Тогда своим детским разумом мы искренне верили, что сами спровоцировали появление великана, что он стал ответом на наше злостное неповиновение. Мы думали, что великан пришел из глубин преисподней как орудие неподкупной божественной справедливости, посланное в наказание за наше пересечение запретных границ Калланвольда. Мы посмели вторгнуться в мир богатых, и Бог отправил к нам великана, дабы нас покарать. Так нам тогда казалось.

Больше мы не появлялись в лесу Калланвольда; великан обнаружил всю тяжесть нашего греха. Он потребует искупления. Он накажет детей Винго извращенным и впечатляющим способом. Нет, он не тронет самих грешников — он умеет наказывать детей с отменной жестокостью: он явится за их матерью.

К бесконечным тайнам в доме Толиты добавилась еще одна. Нам не позволили рассказать Папе Джону о лесном верзиле.

— Дорогой, у него очень слабое сердце, — объяснила мне бабушка.

Я же считал, что нужно немедленно доложить о случившемся Папе Джону. Если великан вернется, нам будет спокойнее рядом с человеком, способным убить двести турок. Однако бабушка заверила нас, что они с мамой «большие девочки» и сумеют за себя постоять.

Всю следующую неделю мы хранили бдительность и осторожность, однако дни проходили без происшествий. Улицы Атланты полыхали белым пламенем цветущих кизилов. Над клевером и азалиями самозабвенно жужжали пчелы. Мать написала деду Винго письмо, сообщив, что мы вернемся на остров, как только отец прибудет в Штаты. Мать назвала точную дату нашего приезда и попросила деда нанять какую-нибудь негритянку для уборки и подготовки дома. Она не забыла упомянуть, что бабушка передает ему самые наилучшие пожелания. Затем по настоянию матери каждый из нас вывел в нижней части листа: «Я люблю тебя, дедушка». Письмо мать отправила на адрес нашего дома, зная, что тот почтовый ящик дед проверяет чаще, чем свой. В пятницу утром, провожая нас на автобусную остановку, мать опустила письмо на Роуздейл-роуд и подняла красный металлический флажок, чтобы почтальон забрал конверт.

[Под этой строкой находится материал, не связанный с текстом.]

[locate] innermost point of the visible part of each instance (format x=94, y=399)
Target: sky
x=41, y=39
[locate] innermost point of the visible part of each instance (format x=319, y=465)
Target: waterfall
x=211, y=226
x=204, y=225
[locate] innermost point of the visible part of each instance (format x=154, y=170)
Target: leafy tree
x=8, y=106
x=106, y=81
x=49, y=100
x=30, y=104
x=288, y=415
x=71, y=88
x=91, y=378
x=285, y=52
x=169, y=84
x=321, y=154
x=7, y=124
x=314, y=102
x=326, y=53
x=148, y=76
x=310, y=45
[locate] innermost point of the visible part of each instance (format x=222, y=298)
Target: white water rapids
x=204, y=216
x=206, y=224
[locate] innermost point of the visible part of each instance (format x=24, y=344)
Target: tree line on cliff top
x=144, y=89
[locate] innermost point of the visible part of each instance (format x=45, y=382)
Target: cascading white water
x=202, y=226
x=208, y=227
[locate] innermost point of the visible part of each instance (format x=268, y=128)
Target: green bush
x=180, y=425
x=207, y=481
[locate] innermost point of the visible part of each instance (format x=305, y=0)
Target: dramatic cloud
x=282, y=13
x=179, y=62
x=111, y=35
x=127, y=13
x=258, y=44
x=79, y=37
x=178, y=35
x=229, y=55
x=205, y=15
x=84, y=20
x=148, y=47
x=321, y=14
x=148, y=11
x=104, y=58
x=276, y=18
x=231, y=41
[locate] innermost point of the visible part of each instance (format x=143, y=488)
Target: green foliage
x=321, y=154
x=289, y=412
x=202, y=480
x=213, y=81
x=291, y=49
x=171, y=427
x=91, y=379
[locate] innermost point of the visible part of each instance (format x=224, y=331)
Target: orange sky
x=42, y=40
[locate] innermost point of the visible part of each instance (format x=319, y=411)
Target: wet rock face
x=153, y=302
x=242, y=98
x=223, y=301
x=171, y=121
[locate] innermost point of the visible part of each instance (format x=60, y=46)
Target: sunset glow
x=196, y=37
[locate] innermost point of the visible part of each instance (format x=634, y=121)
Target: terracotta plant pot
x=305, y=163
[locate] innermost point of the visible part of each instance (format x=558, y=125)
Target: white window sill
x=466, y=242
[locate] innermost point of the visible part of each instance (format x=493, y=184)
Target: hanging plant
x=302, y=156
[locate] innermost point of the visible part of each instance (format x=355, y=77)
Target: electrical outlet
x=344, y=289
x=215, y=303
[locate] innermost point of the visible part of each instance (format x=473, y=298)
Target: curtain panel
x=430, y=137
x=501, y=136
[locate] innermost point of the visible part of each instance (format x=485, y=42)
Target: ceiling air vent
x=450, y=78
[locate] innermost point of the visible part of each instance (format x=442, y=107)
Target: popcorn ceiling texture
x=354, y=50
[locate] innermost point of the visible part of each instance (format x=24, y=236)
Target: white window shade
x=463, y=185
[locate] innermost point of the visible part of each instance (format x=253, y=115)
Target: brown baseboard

Только летом, вернувшись на остров, мы узнали, что дед не получал того письма. Оно все-таки дошло, но более чем с десятилетним опозданием.


Воскресным вечером мы сидели в гостиной и смотрели по телевизору «Шоу Эда Салливана»[56]. Мать и бабушка расположились в коричневых тяжелых креслах. Я растянулся на полу возле ног матери. Люк лежал на животе, поглядывая на экран и одновременно пытаясь доделать домашнее задание по арифметике. Саванна забралась к бабушке на колени. Мать протянула мне миску с горячим попкорном. Я запустил туда руку и захватил пригоршню. Два зернышка упали на пол; я подобрал их и съел. А потом… гостиная наполнилась ужасом. Саванна произнесла единственное слово, подействовавшее как удар током: «Калланвольд».

Он стоял на крыльце и через стеклянную дверь наблюдал за нами. Неизвестно, сколько времени он вот так за нами следил. Полная неподвижность роднила его с растением; он напоминал дикий плющ, появившийся за то время, что мы смотрели передачу. Великан не сводил глаз с моей матери. Он вернулся за ней, и только за ней. Лицо великана было белым, как алебастр. Он заполнял собой все пространство крыльца, словно колонна, подпирающая обломок здания.

Великан взялся своей лапой за дверную ручку и согнул ее. Мы услышали жалобный скрип металла. Мать вскочила и на ходу шепотом попросила бабушку:

— Толита, звони в полицию. Только двигайся медленно, чтобы он не заподозрил.

Мать подошла к двери и встала напротив великана.

— Что вам надо? — спросила она.

— Лилу, — ответил он.

Его голос был все таким же высоким, не вязавшимся с внешностью. Услышав собственное имя, мать в ужасе отпрянула. Великан зловеще улыбнулся и вторично дернул ручку двери.

И тогда мать заметила его громадный обнаженный член цвета поросячьей кожи. Саванна тоже увидела его и закричала. Люк поднялся на ноги.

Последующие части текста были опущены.